Historic and Cultural Attractions

Sigiriya, also known as "Lion's rock" is an ancient rock fortress and palace ruin situated in the central Matale District of Sri Lanka, surrounded by the remains of an extensive network of gardens, reservoirs, and other structures. It is also known for its ancient paintings (frescos). The Sigiraya palace was built during the reign of King Kassapa I (AD 477 – 495), and it is one of the seven World Heritage Sites of Sri Lanka. It was used as a rock-shelter mountain monastery from about the 5th century BC, with caves prepared and donated by devotees to the Buddhist Sangha.

The monastic complex on the lower slopes of Ritigala-kande – the Ritigala Mountain - is situated in Sri Lanka’s North Central Province. These ruins are some of the most distinctive the island has to offer. The Buddhist dagabas (domed relic chambers) and statuary of Anuradhapura and elsewhere are conspicuous by their absence. Instead, the monastery largely consists of meditation platforms and walkways that are in perfect harmony with the huge boulders, noble trees, and burbling streams of the sylvan environment. That these unadorned yet inspiring ruins are situated at Ritigala, a mountain steeped in legend and mystery, adds to their attraction.

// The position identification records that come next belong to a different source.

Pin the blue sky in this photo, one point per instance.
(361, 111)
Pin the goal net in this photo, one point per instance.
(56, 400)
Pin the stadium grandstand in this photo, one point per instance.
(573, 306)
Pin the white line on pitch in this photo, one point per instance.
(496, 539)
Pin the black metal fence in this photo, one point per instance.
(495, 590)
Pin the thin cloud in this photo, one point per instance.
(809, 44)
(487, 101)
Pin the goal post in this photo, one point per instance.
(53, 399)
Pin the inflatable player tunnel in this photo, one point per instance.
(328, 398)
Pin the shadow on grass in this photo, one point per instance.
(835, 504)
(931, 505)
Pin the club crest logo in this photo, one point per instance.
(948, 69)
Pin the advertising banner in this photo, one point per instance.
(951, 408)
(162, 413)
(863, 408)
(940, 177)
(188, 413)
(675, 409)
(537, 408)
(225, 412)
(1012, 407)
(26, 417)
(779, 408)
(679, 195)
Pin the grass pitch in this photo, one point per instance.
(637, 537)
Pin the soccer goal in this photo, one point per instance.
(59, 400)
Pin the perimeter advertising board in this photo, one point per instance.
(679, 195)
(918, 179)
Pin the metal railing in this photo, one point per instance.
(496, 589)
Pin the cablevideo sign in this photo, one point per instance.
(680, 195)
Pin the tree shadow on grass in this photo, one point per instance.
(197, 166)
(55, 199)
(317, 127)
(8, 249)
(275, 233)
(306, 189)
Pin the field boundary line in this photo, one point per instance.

In one legend, Hanuman, the warrior monkey-god, came to Lanka in search of Lord Rama’s wife, Sita, who had been abducted by Ravana, the king of demons. After Hanuman had tracked down Ravana to his stronghold, he used the Ritigala Mountain as a launching pad to take a great leap across to South India in order to convey the news to Lord Rama. A monkey army led by Hanuman then crossed the straits separating South India from Lanka and waged war against Ravana. Eventually the demon-king was defeated and Sita restored to her husband.

Pidurangala, located down a dusty gravel track off the road leading to Sigiriya, the Pidurangala monastery, according to Dhaniyagama Ananda Thera, the chief priest of the temple, was built by King Kashyapa in the 5th Century A.D. Spread over 13 1/2 acres, the monastery gave sanctuary to 500 meditating bhikkus. The monastery was said to be 'panchavasa', complete with the five major ritual buildings, the Chapter House, Image House, the Bodhiya (Bo tree), Chaitya and the Sangharamaya or Sabha for the monks. At Pidurangala, temple buildings are located on both sides of the gravel track. A flight of stone steps leads to the rock cave temple. A brick building had been constructed in 1933, enclosing the mouth of the cave.